Es curioso como los cambios se producen en nuestras vidas. Hay cambios provocados y que nos reconfortan, de otros somos conscientes pero no nos importan. Ocasionalmente algunos aparecen de improviso, sin esperarlos, y se van sin dejar huella. También hay de los que nos frustran por ser largamente deseados pero nunca realizados. Sin embargo, los que en realidad nos transforman la vida, es decir, los importantes, muchas veces los dejamos ir, pues la poderosa fuerza de la rutina, de lo repetitivo, de lo monótono, nos impide ver que la vida y sus cambios están pasando frente a nosotros y no a través nuestro.
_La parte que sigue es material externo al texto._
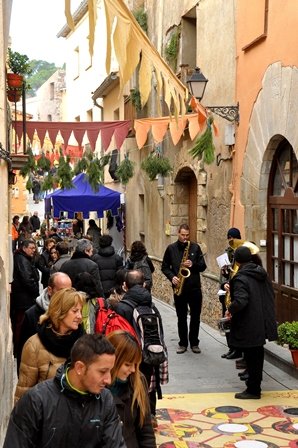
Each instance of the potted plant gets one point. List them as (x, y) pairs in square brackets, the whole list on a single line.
[(156, 164), (19, 66), (288, 335)]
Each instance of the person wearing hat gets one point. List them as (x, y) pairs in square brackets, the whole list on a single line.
[(233, 233), (252, 316)]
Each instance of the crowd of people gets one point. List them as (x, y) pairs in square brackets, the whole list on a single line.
[(64, 365)]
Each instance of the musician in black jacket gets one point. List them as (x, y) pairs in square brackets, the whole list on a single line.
[(178, 255)]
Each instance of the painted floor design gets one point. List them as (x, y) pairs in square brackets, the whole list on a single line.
[(221, 421)]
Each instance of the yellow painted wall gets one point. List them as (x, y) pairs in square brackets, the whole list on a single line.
[(280, 45)]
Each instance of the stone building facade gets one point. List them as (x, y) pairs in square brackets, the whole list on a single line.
[(6, 351)]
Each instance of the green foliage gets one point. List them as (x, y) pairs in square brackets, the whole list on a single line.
[(29, 184), (136, 99), (288, 334), (204, 146), (18, 63), (95, 174), (43, 163), (125, 170), (41, 72), (29, 167), (141, 17), (172, 49), (64, 173), (49, 183), (80, 166), (156, 164), (93, 167)]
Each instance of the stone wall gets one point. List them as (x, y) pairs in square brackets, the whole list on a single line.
[(211, 310)]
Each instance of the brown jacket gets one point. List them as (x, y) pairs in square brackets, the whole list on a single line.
[(37, 365)]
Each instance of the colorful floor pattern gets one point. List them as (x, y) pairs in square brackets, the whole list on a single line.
[(221, 421)]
Esa ceguera a los cambios es como un eterno castigo que nos tiene atados a un andén de una estación, desde la cual nos despedimos una y otra vez de los mismos trenes y de los mismos pasajeros. El miedo a lo desconocido, a la incertidumbre de la vida, y en últimas, al cambio, nos impide tomar esos trenes a pesar de tener el ticket ya comprado. La monotonía se ha instalado en nuestras vidas, el cambio toca a la puerta, pero nos da miedo abrir y preferimos ver por la mirilla de la puerta como se alejan una y otra vez los trenes.
Dejan de tocar a la puerta. El tren ya no se ve por la mirilla. Voy a la cocina, me preparo un té, enciendo la televisión, meto comida congelada en el microondas y me siento en mi cómodo sillón. He vuelto a la rutina. ¿El cambio?... no te preocupes, ya volverá a tocar a la puerta, incluso el cambio tiene la costumbre de volver a llamar. Yo, en cambio, tengo la costumbre de no abrir a desconocidos.